Die 29-jährige Angestellte Anna Wilde erklärt sich das mit den diversen Krisen der vergangenen Jahre und der schwierigen Lage in vielen Bereichen. "Deshalb steht die Regierung natürlich deutlich schlechter da als die Opposition. Umgekehrt wäre es wohl genauso."
Habeck verweist auf die weltweit maue Wirtschaftslage. Russlands Krieg in der Ukraine, die Energiepreise und die Wachstumsschwäche in China, unter der das Exportland Deutschland mehr leide als andere. "Man muss blind und taub sein, wenn man nicht erkennt, dass sich die Welt geändert hat", so der Wirtschaftsminister.

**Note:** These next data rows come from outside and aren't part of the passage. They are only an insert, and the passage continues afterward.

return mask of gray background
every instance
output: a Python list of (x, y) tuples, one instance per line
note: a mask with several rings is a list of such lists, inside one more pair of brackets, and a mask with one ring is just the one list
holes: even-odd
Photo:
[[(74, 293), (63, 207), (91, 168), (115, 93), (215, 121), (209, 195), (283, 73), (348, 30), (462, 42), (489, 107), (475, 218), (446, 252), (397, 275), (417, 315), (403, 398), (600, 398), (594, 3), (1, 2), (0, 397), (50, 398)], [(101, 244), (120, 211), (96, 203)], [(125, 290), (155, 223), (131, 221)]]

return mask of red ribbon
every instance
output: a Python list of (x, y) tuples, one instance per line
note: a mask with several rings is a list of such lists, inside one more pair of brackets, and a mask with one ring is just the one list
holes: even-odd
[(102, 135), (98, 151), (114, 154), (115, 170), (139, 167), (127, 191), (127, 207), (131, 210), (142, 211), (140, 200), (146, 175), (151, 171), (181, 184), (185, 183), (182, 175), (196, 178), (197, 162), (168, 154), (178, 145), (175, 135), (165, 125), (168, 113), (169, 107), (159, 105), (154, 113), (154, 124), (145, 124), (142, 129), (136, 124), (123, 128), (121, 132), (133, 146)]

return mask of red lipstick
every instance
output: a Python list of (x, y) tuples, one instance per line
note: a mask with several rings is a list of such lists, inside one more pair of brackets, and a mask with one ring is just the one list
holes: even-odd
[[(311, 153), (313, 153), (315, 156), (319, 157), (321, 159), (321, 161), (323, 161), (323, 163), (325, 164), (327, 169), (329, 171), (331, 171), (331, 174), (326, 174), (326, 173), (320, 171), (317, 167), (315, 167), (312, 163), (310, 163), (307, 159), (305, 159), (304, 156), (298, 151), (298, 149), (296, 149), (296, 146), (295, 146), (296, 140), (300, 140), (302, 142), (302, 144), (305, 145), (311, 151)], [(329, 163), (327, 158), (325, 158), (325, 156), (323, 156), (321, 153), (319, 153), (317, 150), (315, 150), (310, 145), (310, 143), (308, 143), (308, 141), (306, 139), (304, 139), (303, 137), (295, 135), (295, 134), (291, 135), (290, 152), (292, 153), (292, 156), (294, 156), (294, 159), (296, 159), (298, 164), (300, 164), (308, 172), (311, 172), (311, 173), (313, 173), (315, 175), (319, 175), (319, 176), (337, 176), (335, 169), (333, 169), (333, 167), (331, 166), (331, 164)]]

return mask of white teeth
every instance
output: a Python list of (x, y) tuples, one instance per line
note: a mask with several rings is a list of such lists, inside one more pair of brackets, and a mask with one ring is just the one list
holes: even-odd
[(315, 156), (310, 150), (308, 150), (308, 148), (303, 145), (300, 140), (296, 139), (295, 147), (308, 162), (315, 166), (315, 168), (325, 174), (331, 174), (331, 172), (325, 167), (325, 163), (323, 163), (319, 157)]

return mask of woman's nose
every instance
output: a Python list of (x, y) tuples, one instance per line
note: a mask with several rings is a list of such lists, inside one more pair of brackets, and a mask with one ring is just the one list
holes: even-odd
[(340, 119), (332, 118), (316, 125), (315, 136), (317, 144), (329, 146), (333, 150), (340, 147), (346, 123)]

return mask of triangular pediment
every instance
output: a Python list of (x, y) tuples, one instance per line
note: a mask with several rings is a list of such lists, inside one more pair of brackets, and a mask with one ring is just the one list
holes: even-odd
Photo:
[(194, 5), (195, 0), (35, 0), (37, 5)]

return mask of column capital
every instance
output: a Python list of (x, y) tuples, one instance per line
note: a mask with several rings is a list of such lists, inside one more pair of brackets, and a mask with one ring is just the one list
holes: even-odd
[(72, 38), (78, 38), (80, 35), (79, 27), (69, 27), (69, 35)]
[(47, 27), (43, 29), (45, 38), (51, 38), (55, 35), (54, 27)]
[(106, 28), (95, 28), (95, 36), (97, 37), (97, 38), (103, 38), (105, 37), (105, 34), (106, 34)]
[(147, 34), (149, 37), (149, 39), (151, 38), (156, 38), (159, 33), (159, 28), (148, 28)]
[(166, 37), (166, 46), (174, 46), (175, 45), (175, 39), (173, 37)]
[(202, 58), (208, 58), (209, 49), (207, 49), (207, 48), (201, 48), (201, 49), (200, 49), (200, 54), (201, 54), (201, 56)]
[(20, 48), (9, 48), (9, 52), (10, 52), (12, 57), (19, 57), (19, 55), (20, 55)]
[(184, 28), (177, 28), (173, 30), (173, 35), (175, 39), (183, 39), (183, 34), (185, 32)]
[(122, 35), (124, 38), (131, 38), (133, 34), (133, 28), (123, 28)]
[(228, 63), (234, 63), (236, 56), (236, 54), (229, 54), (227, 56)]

Ungeduld bei den Industrie- und Handelskammern
Diese Probleme könne die hiesige Politik allein nicht lösen, aber doch die Hausaufgaben machen. Und aus Habecks Sicht haben er und die Ampel-Regierung einiges erreicht. "Wir sehen einen Fortschritt beim Ausbau der Infrastruktur. Es ist nicht so, dass wir beim Bürokratieabbau nichts geschafft hätten, sondern sehr viele Genehmigungen werden jetzt schneller erteilt." Zudem seien nun viele Maßnahmen zur Entbürokratisierung auf den Weg gebracht worden.
Bei Gesprächen mit Vertretern der mitteldeutschen Industrie- und Handelskammern in Erfurt ist aber Ungeduld zu spüren. Viele sehen hier das Land nicht auf dem richtigen Gleis, eher im Gegenteil. Ein Vorwurf, der sich nicht nur an die jetzige Regierung richtet. So manches habe sich über Jahre in die falsche Richtung bewegt.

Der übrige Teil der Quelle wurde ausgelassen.